Değişen platformlar ve bunun yayıncılar üzerindeki etkileri
Son on yılda veya daha fazla bir süredir haber yayıncıları için devam eden bir ağrı, teknoloji platformlarının ve diğer aracıların haberlere erişim ve bunlardan para kazanma yöntemleri üzerindeki artan etkisi olmuştur. Arama ve sosyal medya farklı roller oynasa da, bir süredir haber erişimine iki dev şirket hakim oldu: Google ve Facebook (şimdi Meta), zirvedeyken haber sitelerine yönelik çevrimiçi trafiğin yarısından biraz daha azını oluşturuyordu.
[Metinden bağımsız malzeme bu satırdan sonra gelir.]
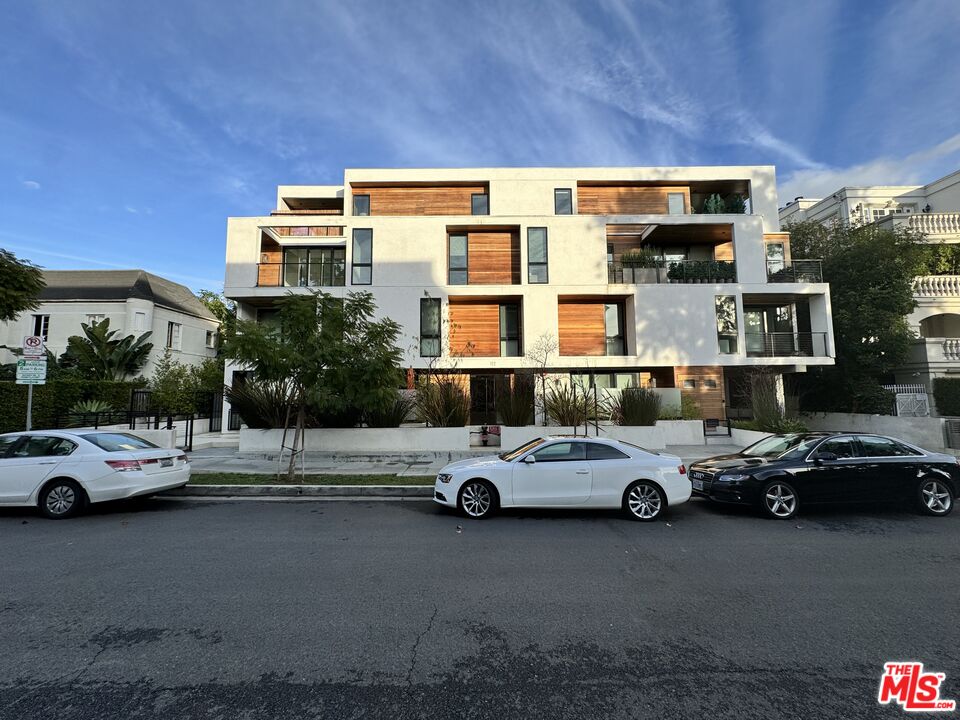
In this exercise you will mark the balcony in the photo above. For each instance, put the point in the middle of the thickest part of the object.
(327, 273)
(809, 271)
(672, 271)
(936, 226)
(936, 286)
(786, 344)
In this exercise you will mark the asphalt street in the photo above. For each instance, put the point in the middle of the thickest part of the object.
(175, 608)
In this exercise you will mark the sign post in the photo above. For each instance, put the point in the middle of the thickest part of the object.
(32, 370)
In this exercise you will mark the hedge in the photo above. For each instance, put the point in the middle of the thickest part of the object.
(54, 400)
(946, 394)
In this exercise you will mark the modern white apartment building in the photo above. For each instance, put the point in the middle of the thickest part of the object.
(134, 301)
(933, 210)
(478, 264)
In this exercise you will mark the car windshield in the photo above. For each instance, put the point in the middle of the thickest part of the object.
(118, 442)
(517, 452)
(783, 446)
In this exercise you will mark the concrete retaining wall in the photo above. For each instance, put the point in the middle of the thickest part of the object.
(360, 439)
(928, 433)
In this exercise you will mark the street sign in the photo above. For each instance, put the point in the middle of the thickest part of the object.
(31, 372)
(33, 346)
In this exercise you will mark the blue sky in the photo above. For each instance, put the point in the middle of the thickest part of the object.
(130, 131)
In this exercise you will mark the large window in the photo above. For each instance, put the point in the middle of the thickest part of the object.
(429, 327)
(457, 260)
(361, 205)
(613, 320)
(174, 335)
(537, 255)
(314, 267)
(362, 256)
(480, 204)
(727, 324)
(41, 326)
(509, 331)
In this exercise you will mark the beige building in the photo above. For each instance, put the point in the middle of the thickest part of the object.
(621, 267)
(933, 210)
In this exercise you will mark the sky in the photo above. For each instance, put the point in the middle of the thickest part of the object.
(130, 131)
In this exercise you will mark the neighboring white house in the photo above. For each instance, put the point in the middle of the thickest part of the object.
(500, 257)
(135, 302)
(934, 210)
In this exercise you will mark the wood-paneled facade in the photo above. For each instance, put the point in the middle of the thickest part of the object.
(627, 199)
(420, 199)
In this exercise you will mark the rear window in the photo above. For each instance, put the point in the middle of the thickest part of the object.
(118, 442)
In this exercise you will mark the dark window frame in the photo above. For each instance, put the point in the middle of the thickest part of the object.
(546, 257)
(466, 258)
(354, 265)
(431, 335)
(556, 204)
(361, 195)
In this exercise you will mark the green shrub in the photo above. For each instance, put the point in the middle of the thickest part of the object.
(442, 404)
(636, 406)
(394, 414)
(946, 394)
(515, 405)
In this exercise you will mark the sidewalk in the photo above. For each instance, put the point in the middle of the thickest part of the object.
(209, 460)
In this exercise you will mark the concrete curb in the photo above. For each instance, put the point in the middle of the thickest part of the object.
(420, 491)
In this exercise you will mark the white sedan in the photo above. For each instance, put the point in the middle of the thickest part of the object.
(60, 471)
(565, 472)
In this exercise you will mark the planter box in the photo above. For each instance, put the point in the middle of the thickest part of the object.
(347, 440)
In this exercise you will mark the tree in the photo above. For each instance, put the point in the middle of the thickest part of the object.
(21, 283)
(336, 358)
(870, 271)
(101, 355)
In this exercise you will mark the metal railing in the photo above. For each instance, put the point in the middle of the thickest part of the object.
(300, 274)
(786, 344)
(796, 271)
(672, 271)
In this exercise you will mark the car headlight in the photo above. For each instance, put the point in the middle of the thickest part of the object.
(733, 478)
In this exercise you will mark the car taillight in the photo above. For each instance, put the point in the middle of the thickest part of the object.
(123, 465)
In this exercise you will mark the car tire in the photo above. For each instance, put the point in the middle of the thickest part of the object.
(61, 499)
(477, 499)
(644, 501)
(934, 497)
(779, 500)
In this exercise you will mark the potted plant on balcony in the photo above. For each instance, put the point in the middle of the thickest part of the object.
(640, 265)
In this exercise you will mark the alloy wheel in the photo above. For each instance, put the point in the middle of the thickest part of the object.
(781, 500)
(644, 501)
(936, 496)
(60, 499)
(476, 499)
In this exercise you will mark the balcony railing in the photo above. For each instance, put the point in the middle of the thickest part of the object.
(786, 344)
(936, 286)
(298, 274)
(673, 271)
(796, 271)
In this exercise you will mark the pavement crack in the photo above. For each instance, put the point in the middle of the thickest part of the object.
(416, 645)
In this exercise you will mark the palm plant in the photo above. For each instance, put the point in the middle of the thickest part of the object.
(102, 354)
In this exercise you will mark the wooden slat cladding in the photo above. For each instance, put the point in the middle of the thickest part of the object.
(493, 257)
(582, 328)
(474, 328)
(627, 199)
(420, 200)
(709, 400)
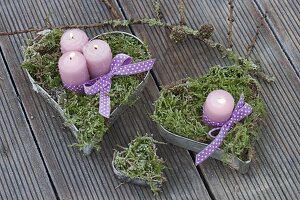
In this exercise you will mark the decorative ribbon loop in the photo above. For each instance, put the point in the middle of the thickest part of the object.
(241, 111)
(121, 65)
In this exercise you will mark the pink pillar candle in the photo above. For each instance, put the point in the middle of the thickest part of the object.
(73, 40)
(73, 68)
(98, 56)
(218, 105)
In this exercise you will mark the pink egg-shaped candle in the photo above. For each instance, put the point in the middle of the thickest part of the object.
(73, 68)
(218, 106)
(73, 40)
(98, 56)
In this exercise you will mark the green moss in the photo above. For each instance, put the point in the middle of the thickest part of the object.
(179, 107)
(139, 160)
(41, 58)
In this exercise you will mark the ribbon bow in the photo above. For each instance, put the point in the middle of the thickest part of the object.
(241, 111)
(121, 65)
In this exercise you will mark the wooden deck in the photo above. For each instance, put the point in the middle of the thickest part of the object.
(36, 162)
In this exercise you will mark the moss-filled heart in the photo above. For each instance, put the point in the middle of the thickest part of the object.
(179, 108)
(41, 59)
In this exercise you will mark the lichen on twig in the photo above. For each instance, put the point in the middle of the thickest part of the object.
(111, 8)
(181, 8)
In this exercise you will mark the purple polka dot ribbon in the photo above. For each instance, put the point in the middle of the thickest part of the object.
(241, 111)
(121, 65)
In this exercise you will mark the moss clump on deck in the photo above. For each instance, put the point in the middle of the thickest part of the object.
(139, 160)
(41, 59)
(179, 108)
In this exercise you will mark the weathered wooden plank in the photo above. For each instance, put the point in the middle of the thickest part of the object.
(74, 175)
(275, 173)
(283, 18)
(22, 172)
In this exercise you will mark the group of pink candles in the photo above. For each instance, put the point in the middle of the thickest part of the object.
(82, 59)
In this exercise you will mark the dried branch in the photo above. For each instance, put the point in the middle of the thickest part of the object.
(181, 8)
(230, 23)
(115, 14)
(254, 38)
(157, 9)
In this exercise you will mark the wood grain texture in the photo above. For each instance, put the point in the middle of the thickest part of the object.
(275, 172)
(22, 172)
(283, 18)
(75, 176)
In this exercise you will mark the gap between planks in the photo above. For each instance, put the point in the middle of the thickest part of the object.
(28, 122)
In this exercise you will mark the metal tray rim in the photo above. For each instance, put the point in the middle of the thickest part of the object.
(192, 145)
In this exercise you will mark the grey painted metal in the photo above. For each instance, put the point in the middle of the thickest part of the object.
(115, 113)
(232, 161)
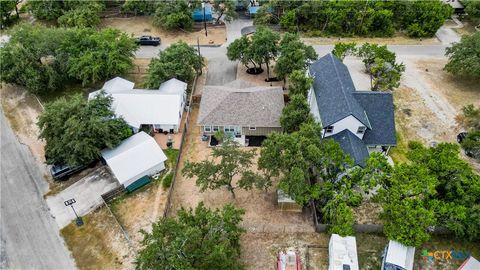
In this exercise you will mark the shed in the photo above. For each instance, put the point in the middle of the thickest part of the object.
(342, 253)
(197, 14)
(398, 255)
(135, 158)
(470, 264)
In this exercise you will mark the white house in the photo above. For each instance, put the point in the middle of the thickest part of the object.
(342, 253)
(398, 256)
(135, 158)
(162, 109)
(360, 121)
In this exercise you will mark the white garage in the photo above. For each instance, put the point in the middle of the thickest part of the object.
(134, 160)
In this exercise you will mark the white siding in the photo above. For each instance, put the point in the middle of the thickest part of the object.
(351, 123)
(153, 170)
(312, 102)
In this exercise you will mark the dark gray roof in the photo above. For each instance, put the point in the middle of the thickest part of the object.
(333, 89)
(380, 111)
(352, 145)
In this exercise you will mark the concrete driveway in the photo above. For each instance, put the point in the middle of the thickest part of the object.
(29, 236)
(87, 194)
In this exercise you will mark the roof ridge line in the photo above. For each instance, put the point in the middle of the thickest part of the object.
(341, 84)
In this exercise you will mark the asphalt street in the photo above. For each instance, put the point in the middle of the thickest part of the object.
(29, 236)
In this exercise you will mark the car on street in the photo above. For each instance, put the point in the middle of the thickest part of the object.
(148, 40)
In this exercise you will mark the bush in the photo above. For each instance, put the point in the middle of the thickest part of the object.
(167, 180)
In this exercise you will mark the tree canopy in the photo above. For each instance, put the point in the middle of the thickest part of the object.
(436, 188)
(356, 18)
(380, 63)
(294, 55)
(69, 13)
(178, 61)
(42, 59)
(295, 113)
(75, 131)
(227, 161)
(464, 57)
(201, 239)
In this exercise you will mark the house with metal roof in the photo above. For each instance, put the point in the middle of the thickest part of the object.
(243, 112)
(161, 108)
(135, 160)
(360, 121)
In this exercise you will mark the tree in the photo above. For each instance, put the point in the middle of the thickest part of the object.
(295, 113)
(464, 57)
(172, 15)
(341, 49)
(179, 61)
(299, 83)
(232, 162)
(76, 131)
(380, 63)
(197, 239)
(95, 55)
(69, 13)
(225, 7)
(294, 55)
(138, 7)
(385, 76)
(264, 46)
(6, 9)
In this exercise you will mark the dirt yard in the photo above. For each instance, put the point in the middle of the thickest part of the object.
(397, 39)
(142, 25)
(428, 101)
(99, 243)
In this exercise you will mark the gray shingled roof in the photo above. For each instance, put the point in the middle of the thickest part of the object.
(333, 89)
(352, 145)
(380, 111)
(254, 106)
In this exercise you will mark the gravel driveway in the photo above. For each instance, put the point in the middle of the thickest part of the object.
(87, 194)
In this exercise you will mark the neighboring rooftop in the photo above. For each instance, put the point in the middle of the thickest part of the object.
(133, 156)
(380, 111)
(333, 89)
(352, 145)
(342, 253)
(400, 255)
(254, 106)
(141, 106)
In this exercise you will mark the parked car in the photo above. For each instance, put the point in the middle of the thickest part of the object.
(148, 40)
(62, 171)
(288, 260)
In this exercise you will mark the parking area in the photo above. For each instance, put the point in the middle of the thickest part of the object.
(87, 194)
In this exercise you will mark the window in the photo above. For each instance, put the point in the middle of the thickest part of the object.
(229, 129)
(361, 130)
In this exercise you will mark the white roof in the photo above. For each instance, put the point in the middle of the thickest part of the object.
(470, 264)
(133, 156)
(400, 255)
(342, 251)
(140, 106)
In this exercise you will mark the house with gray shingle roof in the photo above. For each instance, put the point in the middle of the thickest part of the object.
(360, 121)
(240, 109)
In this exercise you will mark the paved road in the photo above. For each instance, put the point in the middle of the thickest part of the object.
(29, 236)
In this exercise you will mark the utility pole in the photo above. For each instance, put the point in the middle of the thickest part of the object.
(78, 220)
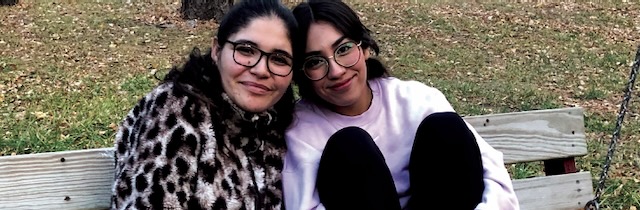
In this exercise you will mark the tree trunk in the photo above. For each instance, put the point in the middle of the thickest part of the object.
(204, 9)
(8, 2)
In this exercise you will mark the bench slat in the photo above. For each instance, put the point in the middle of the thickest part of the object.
(37, 181)
(534, 135)
(557, 192)
(85, 177)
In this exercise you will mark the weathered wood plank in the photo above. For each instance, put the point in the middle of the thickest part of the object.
(558, 192)
(43, 181)
(83, 180)
(534, 135)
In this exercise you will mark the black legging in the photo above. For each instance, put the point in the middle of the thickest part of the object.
(445, 165)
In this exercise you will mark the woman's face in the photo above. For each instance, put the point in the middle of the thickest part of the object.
(255, 89)
(343, 87)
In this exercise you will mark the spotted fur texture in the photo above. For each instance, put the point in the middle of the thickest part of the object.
(175, 152)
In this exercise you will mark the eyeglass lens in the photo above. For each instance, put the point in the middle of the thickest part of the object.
(345, 55)
(248, 55)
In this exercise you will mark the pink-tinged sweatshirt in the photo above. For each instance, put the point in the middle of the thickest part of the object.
(397, 109)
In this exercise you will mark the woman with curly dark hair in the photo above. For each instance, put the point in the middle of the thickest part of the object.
(210, 136)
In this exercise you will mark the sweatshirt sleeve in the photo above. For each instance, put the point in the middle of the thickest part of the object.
(498, 192)
(299, 175)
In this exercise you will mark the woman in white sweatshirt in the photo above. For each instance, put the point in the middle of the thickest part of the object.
(364, 140)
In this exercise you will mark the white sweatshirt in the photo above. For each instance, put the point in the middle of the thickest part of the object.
(398, 107)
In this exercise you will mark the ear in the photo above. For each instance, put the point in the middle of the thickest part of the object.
(215, 49)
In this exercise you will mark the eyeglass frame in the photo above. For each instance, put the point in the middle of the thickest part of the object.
(334, 59)
(262, 53)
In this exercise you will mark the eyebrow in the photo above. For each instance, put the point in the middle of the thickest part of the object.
(276, 50)
(334, 45)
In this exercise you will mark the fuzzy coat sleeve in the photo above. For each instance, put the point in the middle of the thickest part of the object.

Sözde “ikili” büyük ölçüde önemli olmaya devam etse de, bu yılki raporumuz, daha fazla sağlayıcının rekabet etmesiyle bu platform konumunun birçok pazarda nasıl biraz daha az yoğunlaştığını gösteriyor. Dijital ses ve videonun artan popülaritesi, yeni platformları devreye sokarken, bazı tüketiciler iletişim için daha az toksik ve daha özel mesajlaşma ağlarını benimsiyor. Bir anlamda bu değişiklikler, yayıncıların dikkatin dağıldığı, güvenin düşük olduğu ve katılımın daha az açık ve temsili olduğu daha da karmaşık bir platform ortamında gezinmesi gereken “yeni bir normal”i temsil ediyor.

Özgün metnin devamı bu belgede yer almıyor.